Where some or all of the expenditure required to settle a provision is expected to be reimbursed by another party, the reimbursement should be recognised when, and only when, it is virtually certain that reimbursement will be received if the enterprise settles the obligation. The reimbursement should be treated as a separate asset. The amount recognised for the reimbursement should not exceed the amount of the provision. In the statement of profit and loss, the expense relating to a provision may be presented net of the amount recognised for a reimbursement.

Provisions should be reviewed at each balance sheet date and adjusted to reflect the current best estimate. If it is no longer probable that an outflow of resources embodying economic benefits will be required to settle the obligation, the provision should be reversed.

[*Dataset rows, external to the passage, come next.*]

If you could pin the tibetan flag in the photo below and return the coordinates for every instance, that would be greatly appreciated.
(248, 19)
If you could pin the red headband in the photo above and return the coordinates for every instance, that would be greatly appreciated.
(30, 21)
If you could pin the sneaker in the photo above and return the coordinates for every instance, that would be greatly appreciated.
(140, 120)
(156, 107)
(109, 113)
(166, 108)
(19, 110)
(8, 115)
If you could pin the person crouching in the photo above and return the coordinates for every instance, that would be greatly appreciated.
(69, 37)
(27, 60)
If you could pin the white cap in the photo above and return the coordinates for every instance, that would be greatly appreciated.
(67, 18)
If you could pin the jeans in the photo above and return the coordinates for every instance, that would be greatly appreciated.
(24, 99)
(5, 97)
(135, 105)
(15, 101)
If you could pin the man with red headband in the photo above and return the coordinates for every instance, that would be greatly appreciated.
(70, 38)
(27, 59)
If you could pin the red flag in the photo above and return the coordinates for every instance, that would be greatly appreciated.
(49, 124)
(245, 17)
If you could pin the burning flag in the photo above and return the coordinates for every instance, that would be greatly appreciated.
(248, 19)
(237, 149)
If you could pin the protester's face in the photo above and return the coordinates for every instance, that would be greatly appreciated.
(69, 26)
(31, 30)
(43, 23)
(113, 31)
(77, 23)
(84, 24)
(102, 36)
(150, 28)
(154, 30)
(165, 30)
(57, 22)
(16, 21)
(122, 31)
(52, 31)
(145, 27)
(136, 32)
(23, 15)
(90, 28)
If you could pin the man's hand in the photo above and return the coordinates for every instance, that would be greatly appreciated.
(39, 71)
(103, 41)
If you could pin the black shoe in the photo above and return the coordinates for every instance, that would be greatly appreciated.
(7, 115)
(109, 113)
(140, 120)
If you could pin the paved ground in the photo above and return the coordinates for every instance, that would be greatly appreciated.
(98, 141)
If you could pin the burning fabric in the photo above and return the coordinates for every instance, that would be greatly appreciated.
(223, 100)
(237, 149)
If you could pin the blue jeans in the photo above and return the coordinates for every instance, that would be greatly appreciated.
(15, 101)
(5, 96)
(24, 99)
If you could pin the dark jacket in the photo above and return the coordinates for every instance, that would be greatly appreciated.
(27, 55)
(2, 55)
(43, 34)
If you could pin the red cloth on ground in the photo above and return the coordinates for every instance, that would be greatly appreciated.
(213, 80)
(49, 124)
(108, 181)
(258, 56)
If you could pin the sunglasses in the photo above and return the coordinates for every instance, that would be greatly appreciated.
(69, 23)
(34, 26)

A provision should be used only for expenditures for which the provision was originally recognised.

Provisions should not be recognised for future operating losses.

For each class of provision, an enterprise should disclose the following :

(a) the carrying amount at the beginning and end of the period;

(b) additional provisions made in the period, including increases to existing provisions;

(c) amounts used (i.e. incurred and charged against the provision) during the period; and

(d) unused amounts reversed during the period.

In addition an enterprise should also disclose the following for each class of provision:

(a) a brief description of the nature of the obligation and the expected timing of any resulting outflows of economic benefits;

(b) an indication of the uncertainties about those outflows. Where necessary to provide adequate information, an enterprise should disclose the major assumptions made concerning future events, and

(c) the amount of any expected reimbursement, stating the amount of any asset that has been recognised for that expected reimbursement.